If you want a little more flexibility to ride out colder temps, I'd recommend you go with the 20*F quilt rather than a 30*. Depending upon the quilt design, you can always open the quilt up more or cinch it down to adjust for temps.
A few other thoughts...
Width/cut... Selecting a quilt of appropriate width is really key. A quilt that isn't wide enough to allow for a good wrap around your upper torso/shoulders will allow for drafts. This is no fun as temps drop. Different quilts manufacturers also provide different cuts through the torso/footbox. Some like more room to spread out, others like a slimmer cut for thermal efficiency and weight savings.
Footbox design... I'm on the fence. I have two quilts with a sewn footbox (Katabatic) that are super warm and cozy. Problem is, when it's a little warm out for the quilt, you can't easily vent or otherwise open up the footbox other than just hanging a leg out. Other designs, like the EE quilts, allow you open up the footbox for warm(er) weather use. On a dedicated summertime or warm weather quilt, this can be a nice feature. For a 3-season quilt, it might not be as ideal since it might not be as warm as a permanently enclosed footbox.
Strap designs... I really love the Katabatic Quilt strap system to attach the quilt to my sleeping pad.
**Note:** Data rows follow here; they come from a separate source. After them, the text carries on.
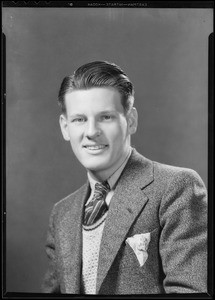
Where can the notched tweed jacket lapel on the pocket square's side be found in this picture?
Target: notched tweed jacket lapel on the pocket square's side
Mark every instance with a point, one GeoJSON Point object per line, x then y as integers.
{"type": "Point", "coordinates": [126, 204]}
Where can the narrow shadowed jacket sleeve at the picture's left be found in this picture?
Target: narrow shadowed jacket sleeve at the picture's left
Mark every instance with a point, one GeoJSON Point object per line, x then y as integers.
{"type": "Point", "coordinates": [51, 279]}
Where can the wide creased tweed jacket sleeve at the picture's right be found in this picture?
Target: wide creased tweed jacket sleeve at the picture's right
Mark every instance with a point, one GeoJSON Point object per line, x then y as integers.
{"type": "Point", "coordinates": [183, 239]}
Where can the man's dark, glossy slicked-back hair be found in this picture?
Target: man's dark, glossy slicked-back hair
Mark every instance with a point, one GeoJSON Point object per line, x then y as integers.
{"type": "Point", "coordinates": [98, 74]}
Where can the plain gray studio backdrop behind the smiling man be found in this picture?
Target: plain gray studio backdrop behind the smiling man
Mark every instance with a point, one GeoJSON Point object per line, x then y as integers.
{"type": "Point", "coordinates": [165, 54]}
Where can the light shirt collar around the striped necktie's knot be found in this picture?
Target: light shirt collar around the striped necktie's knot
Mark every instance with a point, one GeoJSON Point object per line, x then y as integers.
{"type": "Point", "coordinates": [112, 180]}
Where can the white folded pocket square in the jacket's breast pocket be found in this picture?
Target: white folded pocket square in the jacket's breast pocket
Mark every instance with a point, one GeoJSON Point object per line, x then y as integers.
{"type": "Point", "coordinates": [139, 243]}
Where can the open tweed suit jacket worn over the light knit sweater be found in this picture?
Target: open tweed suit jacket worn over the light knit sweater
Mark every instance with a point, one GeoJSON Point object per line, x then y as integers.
{"type": "Point", "coordinates": [167, 202]}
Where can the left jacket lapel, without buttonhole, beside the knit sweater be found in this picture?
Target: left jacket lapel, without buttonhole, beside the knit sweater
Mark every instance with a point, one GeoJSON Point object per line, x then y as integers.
{"type": "Point", "coordinates": [71, 241]}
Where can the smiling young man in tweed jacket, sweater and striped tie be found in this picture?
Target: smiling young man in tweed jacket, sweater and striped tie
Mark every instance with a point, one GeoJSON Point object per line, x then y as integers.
{"type": "Point", "coordinates": [136, 226]}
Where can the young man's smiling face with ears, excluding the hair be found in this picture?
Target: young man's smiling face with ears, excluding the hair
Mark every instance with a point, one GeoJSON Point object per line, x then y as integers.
{"type": "Point", "coordinates": [98, 129]}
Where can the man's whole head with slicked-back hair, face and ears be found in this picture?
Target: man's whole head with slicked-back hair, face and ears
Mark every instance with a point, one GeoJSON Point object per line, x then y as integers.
{"type": "Point", "coordinates": [98, 116]}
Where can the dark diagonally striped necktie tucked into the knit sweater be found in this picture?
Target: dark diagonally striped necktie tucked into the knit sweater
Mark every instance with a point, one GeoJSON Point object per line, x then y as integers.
{"type": "Point", "coordinates": [97, 206]}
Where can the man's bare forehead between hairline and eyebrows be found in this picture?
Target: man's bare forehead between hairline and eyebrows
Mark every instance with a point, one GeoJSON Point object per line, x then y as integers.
{"type": "Point", "coordinates": [94, 99]}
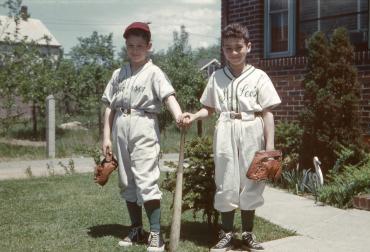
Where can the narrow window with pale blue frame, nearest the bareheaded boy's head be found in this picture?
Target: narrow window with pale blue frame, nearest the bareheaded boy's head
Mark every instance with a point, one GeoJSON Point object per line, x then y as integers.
{"type": "Point", "coordinates": [280, 32]}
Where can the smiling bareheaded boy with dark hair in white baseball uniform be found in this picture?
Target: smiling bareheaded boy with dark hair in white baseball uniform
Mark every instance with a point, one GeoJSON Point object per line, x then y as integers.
{"type": "Point", "coordinates": [243, 97]}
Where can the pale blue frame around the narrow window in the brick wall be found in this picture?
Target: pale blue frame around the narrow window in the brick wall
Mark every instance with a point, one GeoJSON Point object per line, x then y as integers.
{"type": "Point", "coordinates": [291, 31]}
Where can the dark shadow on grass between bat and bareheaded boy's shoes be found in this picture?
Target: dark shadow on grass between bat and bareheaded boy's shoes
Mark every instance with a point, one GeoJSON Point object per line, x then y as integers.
{"type": "Point", "coordinates": [196, 232]}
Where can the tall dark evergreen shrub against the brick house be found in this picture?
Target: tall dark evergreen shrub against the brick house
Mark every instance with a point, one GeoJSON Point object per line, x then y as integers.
{"type": "Point", "coordinates": [331, 114]}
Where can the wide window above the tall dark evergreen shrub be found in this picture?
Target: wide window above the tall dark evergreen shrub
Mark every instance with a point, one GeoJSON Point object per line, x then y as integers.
{"type": "Point", "coordinates": [327, 15]}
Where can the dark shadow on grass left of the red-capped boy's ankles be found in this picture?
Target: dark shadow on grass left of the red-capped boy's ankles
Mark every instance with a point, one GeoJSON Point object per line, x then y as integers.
{"type": "Point", "coordinates": [115, 230]}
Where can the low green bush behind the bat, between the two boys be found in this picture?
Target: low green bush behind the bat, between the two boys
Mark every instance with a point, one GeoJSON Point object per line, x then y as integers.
{"type": "Point", "coordinates": [199, 187]}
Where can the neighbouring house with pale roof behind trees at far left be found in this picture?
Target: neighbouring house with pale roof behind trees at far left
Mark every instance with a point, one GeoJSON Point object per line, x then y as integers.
{"type": "Point", "coordinates": [34, 29]}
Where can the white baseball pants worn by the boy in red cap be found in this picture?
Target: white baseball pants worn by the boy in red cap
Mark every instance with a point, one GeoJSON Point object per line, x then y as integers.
{"type": "Point", "coordinates": [136, 140]}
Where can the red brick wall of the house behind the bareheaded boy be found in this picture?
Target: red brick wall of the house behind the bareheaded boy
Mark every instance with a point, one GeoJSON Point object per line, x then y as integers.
{"type": "Point", "coordinates": [286, 73]}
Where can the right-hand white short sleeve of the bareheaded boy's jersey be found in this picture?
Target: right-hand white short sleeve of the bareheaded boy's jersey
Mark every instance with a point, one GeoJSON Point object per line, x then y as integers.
{"type": "Point", "coordinates": [267, 95]}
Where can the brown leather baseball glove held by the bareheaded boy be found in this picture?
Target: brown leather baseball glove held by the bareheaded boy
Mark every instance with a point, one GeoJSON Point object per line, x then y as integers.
{"type": "Point", "coordinates": [265, 165]}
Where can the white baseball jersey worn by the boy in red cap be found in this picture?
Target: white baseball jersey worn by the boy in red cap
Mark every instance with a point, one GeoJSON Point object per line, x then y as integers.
{"type": "Point", "coordinates": [145, 89]}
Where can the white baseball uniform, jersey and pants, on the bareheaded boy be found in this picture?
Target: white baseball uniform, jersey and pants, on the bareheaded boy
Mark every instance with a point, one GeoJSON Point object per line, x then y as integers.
{"type": "Point", "coordinates": [236, 140]}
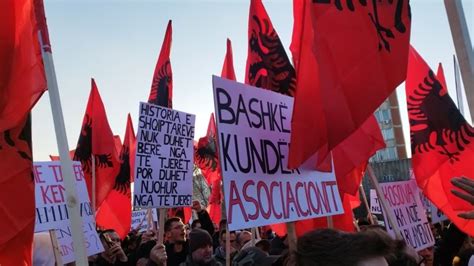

For a rotisserie sleeper (I spin round and round in my sleep), this system successfully keeps the pad under me and the quilt on top of me.
Hood... Definitely key as temps drop. Or plan to wear your down parka inside your quilt.
Layering... So, I have a 30*F 3-season down quilt and a 15*F down "winter" quilt. Earlier this year I purchased a 50*F synthetic quilt to use for the occasional really warm trip and to extend the range of my 15*F winter quilt into the realm of 0*F or colder. My plan is to layer the synthetic quilt on top of the down quilt and wear my down insulation pieces as needed inside the quilts. The synthetic quilt was sized large enough and is light enough to fully drape over my 15*F down quilt without any noticeable compression. In theory, having the synthetic quilt on top adds a little warmth and will also help with moisture management during wet winter trips by moving the dew point into the synthetic quilt rather than the down quilt. I haven't tested this yet in the field, but there were a few posts/articles over the last couple of years suggesting this approach works well for others.
FWIW, I've switched to quilts exclusively for the last 3 years or so. I don't even own a mummy bag anymore. They work a lot better for my needs and solve many of my issues with standard sleeping bags.